Elisa brach in lautes Schluchzen aus, was Karl dazu veranlasste, den großen Kessel fallen zu lassen. Er fiel mit einem Scheppern zu Boden. Für einen Augenblick starrte er vor sich hin. Schließlich machte er einen Schritt auf seine Tochter zu und nahm sie auf den Arm. „Komm her Spatz, ist ja schon gut. Hör auf zu weinen“, versuchte er das aufgelöste Kind zu beruhigen. „Wir machen bloß Blödsinn, ehrlich.“

„Ja, du machst nur Blödsinn und ehrlich bist du doch noch nie zu mir gewesen, du Mistkerl.“ Das war ein Abgang nach Ilses Geschmack. Sie warf den Kopf in den Nacken und stolzierte aus der Küche. Im Hinausgehen blickte sie noch einmal auf ihre kleine Tochter. „Wie du dich bloß von deinem Vater anfassen lassen kannst, der stinkt doch.“

„Papa, habt ihr was gespielt?“, fragte Elisa verwirrt. „Dann hast du aber ganz schön Ärger gekriegt. Kein Wunder, wenn du alles kaputt machst.“

„Du weißt, wie Mama ist. Sie wird manchmal ziemlich böse wegen einer Kleinigkeit. Ich glaube, dass ich inzwischen ziemlich viel kaputt gemacht habe“, murmelte Karl, putzte sich umständlich die Nase und wischte sich dabei verschämt über die Augen. Elisa schaute ihn aufmerksam an. „Du musst nicht traurig sein. Wenn du alles wieder heil machst, dann ist Mama auch nicht mehr böse auf dich.“ Sie stockte, schaute ihren Vater abschätzend an. „Du hast ganz schön Glück. Mama kann dich nicht in die Besenkammer sperren, dazu bist du zu groß.“

„Ich glaube darüber sollte ich einmal in Ruhe mit Mama sprechen“, sagte Elisas Vater nachdenklich. „Vielleicht bist du in Zukunft auch zu groß dafür. Aber jetzt bringe ich dich wieder ins Bett und decke dich ganz fest zu. Kleine Mädchen müssen nämlich viel Schlaf haben.“

Im Kinderzimmer verrieten Peters all zu regelmäßige Atemzüge, dass er sich schlafend stellte. „Schau, dein Bruder hat gar nichts gehört“, ging Kalle darauf ein. „Jetzt aber hopp ins Bett.
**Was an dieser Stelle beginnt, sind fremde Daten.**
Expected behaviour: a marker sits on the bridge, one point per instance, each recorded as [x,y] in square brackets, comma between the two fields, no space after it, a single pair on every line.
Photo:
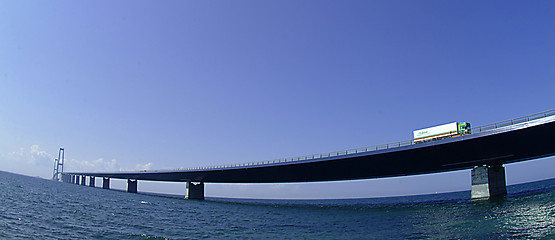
[484,151]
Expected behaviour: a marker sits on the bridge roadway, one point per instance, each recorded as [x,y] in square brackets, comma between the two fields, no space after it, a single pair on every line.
[520,140]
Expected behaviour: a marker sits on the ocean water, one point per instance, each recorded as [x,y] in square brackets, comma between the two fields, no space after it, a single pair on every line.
[34,208]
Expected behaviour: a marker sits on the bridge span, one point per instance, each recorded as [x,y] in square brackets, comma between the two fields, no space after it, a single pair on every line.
[484,151]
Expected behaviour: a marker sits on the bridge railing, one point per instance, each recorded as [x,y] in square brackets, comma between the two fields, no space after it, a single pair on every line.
[479,129]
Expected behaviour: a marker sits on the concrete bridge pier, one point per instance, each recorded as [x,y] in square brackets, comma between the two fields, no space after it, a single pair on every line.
[132,185]
[105,183]
[488,181]
[91,181]
[194,191]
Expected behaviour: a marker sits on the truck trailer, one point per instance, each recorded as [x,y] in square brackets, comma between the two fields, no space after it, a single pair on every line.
[448,130]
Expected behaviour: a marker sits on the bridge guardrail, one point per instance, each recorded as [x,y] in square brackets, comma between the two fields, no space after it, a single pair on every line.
[478,129]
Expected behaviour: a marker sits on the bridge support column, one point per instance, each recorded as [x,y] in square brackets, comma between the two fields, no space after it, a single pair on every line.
[91,181]
[194,191]
[488,182]
[105,183]
[131,186]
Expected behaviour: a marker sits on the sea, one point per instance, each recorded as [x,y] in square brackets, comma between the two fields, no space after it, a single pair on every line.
[35,208]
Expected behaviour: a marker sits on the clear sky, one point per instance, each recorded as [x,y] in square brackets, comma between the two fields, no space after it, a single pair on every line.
[135,85]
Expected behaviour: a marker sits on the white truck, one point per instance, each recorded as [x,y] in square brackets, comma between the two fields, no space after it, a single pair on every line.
[448,130]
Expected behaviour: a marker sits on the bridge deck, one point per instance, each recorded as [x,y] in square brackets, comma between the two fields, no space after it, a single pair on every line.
[517,140]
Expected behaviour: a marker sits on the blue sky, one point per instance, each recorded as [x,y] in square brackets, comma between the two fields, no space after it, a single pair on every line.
[155,85]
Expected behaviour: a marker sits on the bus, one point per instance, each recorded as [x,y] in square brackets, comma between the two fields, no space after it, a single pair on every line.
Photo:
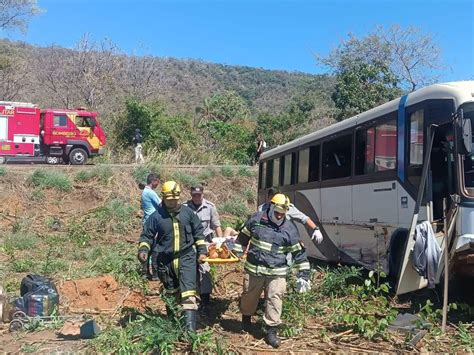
[369,180]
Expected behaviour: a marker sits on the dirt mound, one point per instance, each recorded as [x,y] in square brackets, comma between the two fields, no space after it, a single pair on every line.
[98,294]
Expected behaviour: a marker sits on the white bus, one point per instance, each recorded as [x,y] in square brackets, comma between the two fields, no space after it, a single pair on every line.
[360,180]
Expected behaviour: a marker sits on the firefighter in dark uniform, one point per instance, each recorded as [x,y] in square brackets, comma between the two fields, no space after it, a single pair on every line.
[179,244]
[270,236]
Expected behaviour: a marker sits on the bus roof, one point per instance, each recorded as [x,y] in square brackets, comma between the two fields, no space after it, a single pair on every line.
[460,91]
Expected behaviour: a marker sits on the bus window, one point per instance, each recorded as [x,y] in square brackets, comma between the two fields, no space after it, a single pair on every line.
[303,164]
[386,146]
[314,163]
[262,175]
[269,174]
[365,151]
[416,147]
[276,172]
[337,157]
[287,169]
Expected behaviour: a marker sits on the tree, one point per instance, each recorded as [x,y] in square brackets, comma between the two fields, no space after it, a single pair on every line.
[224,106]
[14,14]
[14,72]
[415,58]
[379,67]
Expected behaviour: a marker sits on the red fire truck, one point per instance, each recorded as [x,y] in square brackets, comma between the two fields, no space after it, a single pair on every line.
[54,135]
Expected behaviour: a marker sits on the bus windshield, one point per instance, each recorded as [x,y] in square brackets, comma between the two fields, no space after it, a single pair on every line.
[469,159]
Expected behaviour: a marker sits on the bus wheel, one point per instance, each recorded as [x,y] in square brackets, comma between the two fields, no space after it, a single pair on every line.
[78,156]
[52,160]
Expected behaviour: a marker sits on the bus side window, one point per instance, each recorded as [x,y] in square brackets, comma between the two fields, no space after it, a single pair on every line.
[365,151]
[415,165]
[303,165]
[337,157]
[314,163]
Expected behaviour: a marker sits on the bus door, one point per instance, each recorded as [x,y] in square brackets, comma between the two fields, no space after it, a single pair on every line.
[437,185]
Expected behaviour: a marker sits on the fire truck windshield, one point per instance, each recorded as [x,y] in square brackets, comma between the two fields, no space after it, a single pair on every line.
[85,121]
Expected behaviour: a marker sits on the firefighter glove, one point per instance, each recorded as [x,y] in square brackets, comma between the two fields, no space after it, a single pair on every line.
[303,285]
[317,236]
[201,258]
[143,254]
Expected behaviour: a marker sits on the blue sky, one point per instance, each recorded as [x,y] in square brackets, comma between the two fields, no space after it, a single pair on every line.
[260,33]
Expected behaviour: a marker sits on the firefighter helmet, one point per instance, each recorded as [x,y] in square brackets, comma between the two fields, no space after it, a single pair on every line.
[281,202]
[170,190]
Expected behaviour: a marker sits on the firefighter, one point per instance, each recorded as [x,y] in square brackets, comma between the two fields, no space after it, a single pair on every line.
[207,213]
[295,215]
[270,236]
[179,244]
[149,203]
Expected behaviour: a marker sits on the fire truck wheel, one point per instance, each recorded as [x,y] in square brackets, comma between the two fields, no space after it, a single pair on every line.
[78,156]
[52,160]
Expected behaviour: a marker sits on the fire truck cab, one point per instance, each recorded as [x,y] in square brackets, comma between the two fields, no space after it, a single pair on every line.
[55,135]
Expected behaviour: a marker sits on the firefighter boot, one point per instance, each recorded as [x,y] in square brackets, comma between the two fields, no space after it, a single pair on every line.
[205,303]
[246,323]
[190,320]
[272,337]
[144,270]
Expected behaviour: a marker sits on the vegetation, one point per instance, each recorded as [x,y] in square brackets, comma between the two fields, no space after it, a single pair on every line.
[51,179]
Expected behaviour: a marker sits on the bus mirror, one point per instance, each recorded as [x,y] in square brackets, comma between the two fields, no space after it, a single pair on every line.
[464,134]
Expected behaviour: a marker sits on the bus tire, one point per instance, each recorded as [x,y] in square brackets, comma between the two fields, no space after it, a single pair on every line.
[52,160]
[78,156]
[395,253]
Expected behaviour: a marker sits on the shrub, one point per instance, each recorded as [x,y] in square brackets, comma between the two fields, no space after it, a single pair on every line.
[245,171]
[368,310]
[186,180]
[336,281]
[17,241]
[101,173]
[51,179]
[227,171]
[235,207]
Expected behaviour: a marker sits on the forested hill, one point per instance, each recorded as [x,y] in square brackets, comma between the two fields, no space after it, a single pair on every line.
[99,75]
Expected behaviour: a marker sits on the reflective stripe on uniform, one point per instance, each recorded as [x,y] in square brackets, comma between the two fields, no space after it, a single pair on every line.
[143,244]
[176,245]
[266,246]
[188,293]
[238,248]
[258,269]
[294,248]
[303,266]
[245,231]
Jetzt wird geschlafen.“ Er deckte seine Tochter zu und gab ihr einen gute Nacht Kuss. Schon schlaftrunken schnüffelte Elisa an seiner Wange. „Papa, du riechst ein bisschen komisch, aber stinken tust du nicht!“

Am nächsten Morgen schien die Sonne warm und hell ins Kinderzimmerfenster. Verschlafen reckte Elisa sich und schaute hinüber zu ihrem Bruders. Peter saß im Schneidersitz auf seinem Bett, hatte sich die Decke malerisch umgeschlungen und las in einem Micky Maus Heft. „Es wird Zeit, dass du wach wirst. Wir müssen jetzt Waffeln backen“, erklärte er mit einem Grinsen. Sonntagsmorgens buken die Kinder Waffeln zum Frühstück, denn Ilse und Kalle waren ausgesprochene Langschläfer und an Sonn- und Feiertagen selten früher auf den Beinen als ihre Kinder. Allerdings war es Peter, der den Waffelteig zubereitete und die Waffeln buk. Elisa unterstützte ihn moralisch dabei, indem sie ihm ausgedachte Geschichten erzählte, oder etwas vorsang, was Peter heroisch ertrug. Elisa hopste aus dem Bett, blieb jedoch nachdenklich stehen. „Meinst du, dass Mama und Papa sich immer noch zanken? Papa hat nämlich den Küchenschrank kaputt gemacht und Mama ist deswegen ganz schrecklich böse mit ihm.“ Peter krauste nachdenklich die Nase. „Ich glaube sie haben sich schon wieder vertragen. Jedenfalls ist alles ruhig. Am Besten wir tun so als wenn gar nichts passiert wäre.“

Die Waffeln waren gebacken, der Kaffee gekocht, der Tisch gedeckt, doch die Eltern waren immer noch nicht aufgestanden.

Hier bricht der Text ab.